Back in the early '90s, Polaroid was the undisputed king of instant photography. No one else came close.
Polaroid cameras were a staple on every vacation, at every graduation and birthday party. There was at least one snapping shots at just about every relevant event in everyone's pre-millennial lives.
The company was a fixture, permanent and bulletproof. Nothing could shake it.
During that same era, Samsung (IW 1000/14) was at the top of its market too, as the undisputed king of bottom-shelf electronics. Across the globe, the name "Samsung" was synonymous with high-volume, low-quality, affordable appliances and technologies -- a label that seemed as permanent and unchangeable as Polaroid's reign.
But of course, things have changed.
Now Samsung, of course, is a world-renowned maker of some of the highest quality gadgets, appliances and TVs in the world. Meanwhile, Polaroid has withered, hammered by bankruptcy, layoffs, dwindling markets and a brand that seems almost forgotten in the digital photography revolution.
Between the two hides a fundamental truth about modern business: success today isn't just about innovation. It isn’t just about improving products and making things better.
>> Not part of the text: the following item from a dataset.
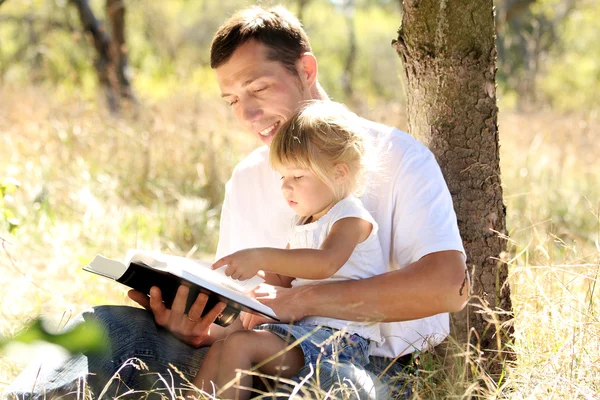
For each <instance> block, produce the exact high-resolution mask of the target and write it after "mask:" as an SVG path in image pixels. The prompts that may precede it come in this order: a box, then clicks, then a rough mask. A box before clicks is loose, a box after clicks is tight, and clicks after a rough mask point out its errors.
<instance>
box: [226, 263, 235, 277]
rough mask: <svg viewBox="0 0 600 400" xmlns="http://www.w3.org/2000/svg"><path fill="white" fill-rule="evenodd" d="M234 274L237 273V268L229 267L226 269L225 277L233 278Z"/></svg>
mask: <svg viewBox="0 0 600 400" xmlns="http://www.w3.org/2000/svg"><path fill="white" fill-rule="evenodd" d="M233 273H235V267H234V266H232V265H227V268H225V275H227V276H231V275H232V274H233Z"/></svg>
It's about reinvention. It's about challenging your own success.
It's about disruption.
Or at least that's what author Josh Linkner argues in his new book, "The Road to Reinvention: How to Drive Disruption and Accelerate Transformation."
"We can no longer rely on the past as a game plan for winning," Linkner insists. "Deliberate disruption is the only path to sustainable growth and success."
The lesson, he says, is simple: "disrupt or be disrupted."
Eight Principles
To help companies make this move, Linkner grounds his book with "eight principles that define the reinvention ethos." A kind of checklist for the brave.
Innovation like this, Linkner notes, isn't without risks and shouldn't be taken lightly.
"Taking on these principles may require you to abandon some ideas you've held for years," he warns.
"That's good," he says. "Letting go of deeply held beliefs and venturing into uncharted waters is a difficult task, but it’s an essential one for innovators."